- Born: September 13, 1931
- Died: December 22, 2015 (aged 84) San Francisco, California
- Occupations: tennis player, basketball player
- Spouse: Charlie Lum
- Relatives: Willie "Woo Woo" Wong (brother)

= Helen Wong Lum =

American tennis player (1931–2015)

Helen Wong Lum (September 13, 1931 – December 22, 2015) was an American tennis and basketball player who was born and raised in Chinatown, San Francisco. She was inducted into San Francisco Prep Hall of Fame in 1988 and the US Tennis Association's Northern California Hall of Fame in 1996.

==Career==
Helen Wong grew up with her siblings near Chinese Playground, and received her first tennis racket as a donation from the local playground director. One of her siblings, Willie, nicknamed "Woo Woo", would go on to earn fame as a basketball player in the 1940s. Like her brother, Wong attended St. Mary's Chinese Catholic School and played basketball for the Chinese Saints; her teams won the Catholic youth league championships in 1947 and 1949. In an exhibition game in 1947, the Saints lost to a team from Letterman Hospital, but Wong scored 19 of the team's 34 points. In 1949, Wong scored 13 in a 17–16 victory over St. Monica's.

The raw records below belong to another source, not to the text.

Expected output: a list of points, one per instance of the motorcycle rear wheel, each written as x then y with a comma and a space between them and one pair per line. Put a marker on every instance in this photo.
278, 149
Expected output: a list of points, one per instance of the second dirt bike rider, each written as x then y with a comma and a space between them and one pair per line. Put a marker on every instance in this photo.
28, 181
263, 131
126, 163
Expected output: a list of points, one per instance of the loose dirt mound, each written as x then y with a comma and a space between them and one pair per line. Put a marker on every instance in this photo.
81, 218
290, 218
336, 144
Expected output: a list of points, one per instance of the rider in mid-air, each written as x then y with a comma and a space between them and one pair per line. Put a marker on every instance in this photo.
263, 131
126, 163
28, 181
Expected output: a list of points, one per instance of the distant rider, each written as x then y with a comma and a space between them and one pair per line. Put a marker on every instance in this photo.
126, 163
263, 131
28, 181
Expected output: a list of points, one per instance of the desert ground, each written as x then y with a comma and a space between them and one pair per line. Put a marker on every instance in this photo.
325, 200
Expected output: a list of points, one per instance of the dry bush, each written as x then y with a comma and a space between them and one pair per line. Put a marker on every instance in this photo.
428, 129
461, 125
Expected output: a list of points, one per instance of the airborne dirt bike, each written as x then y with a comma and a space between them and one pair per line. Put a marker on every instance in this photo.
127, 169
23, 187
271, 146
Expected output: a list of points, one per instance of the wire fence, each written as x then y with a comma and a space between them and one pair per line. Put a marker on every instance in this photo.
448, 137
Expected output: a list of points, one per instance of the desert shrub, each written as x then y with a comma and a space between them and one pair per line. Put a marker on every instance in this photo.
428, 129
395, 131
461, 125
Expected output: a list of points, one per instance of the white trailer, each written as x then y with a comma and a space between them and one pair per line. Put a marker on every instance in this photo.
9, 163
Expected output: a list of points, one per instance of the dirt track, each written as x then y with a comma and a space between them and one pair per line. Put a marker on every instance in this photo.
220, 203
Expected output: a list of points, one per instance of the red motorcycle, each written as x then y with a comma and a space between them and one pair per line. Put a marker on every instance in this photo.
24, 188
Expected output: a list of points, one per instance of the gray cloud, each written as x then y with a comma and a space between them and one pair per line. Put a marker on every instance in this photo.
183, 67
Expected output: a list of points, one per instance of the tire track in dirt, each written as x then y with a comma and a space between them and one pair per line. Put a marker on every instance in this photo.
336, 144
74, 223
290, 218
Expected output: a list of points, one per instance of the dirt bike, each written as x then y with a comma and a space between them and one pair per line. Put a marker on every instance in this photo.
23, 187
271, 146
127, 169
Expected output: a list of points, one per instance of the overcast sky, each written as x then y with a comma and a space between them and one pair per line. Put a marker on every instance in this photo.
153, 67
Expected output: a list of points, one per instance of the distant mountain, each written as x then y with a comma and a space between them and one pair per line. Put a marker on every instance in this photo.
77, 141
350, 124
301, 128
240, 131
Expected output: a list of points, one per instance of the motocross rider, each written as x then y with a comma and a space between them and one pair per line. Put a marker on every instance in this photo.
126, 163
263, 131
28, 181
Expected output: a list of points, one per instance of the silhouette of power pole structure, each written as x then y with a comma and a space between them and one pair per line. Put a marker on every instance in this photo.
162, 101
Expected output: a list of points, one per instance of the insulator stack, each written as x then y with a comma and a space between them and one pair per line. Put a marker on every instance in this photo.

Wong was also an avid tennis player, winning a local junior tournament in 1949. She pursued her passion for tennis with the help of Charles Harney, who paid for her lessons for approximately a year, and Father Donal Forrester, who drove her to tournaments. In 1965, Wong was billed as the national Chinese tennis champion and won a tournament in Santa Cruz. She stopped playing tennis in her 40s after being diagnosed with lupus, but resumed playing a decade later once the disease was managed; she would go on to be ranked first nationally in the 50s, 55s, and 60s women's divisions, and won seven national senior tennis titles, including the Women's 55 Singles title in 1988.

Wong went on to earn a master's degree in counseling from the University of San Francisco and worked as an advisor and counselor at City College of San Francisco and as a physical education instructor at Galileo High School.

Wong was inducted into the San Francisco Prep Hall of Fame (for basketball, tennis, and volleyball) in 1988, and the Northern California United States Tennis Association Hall of Fame in 1996. Kathleen Yep, a professor of Asian American Studies at Pitzer College, compared her feats to those of Babe Didriksen.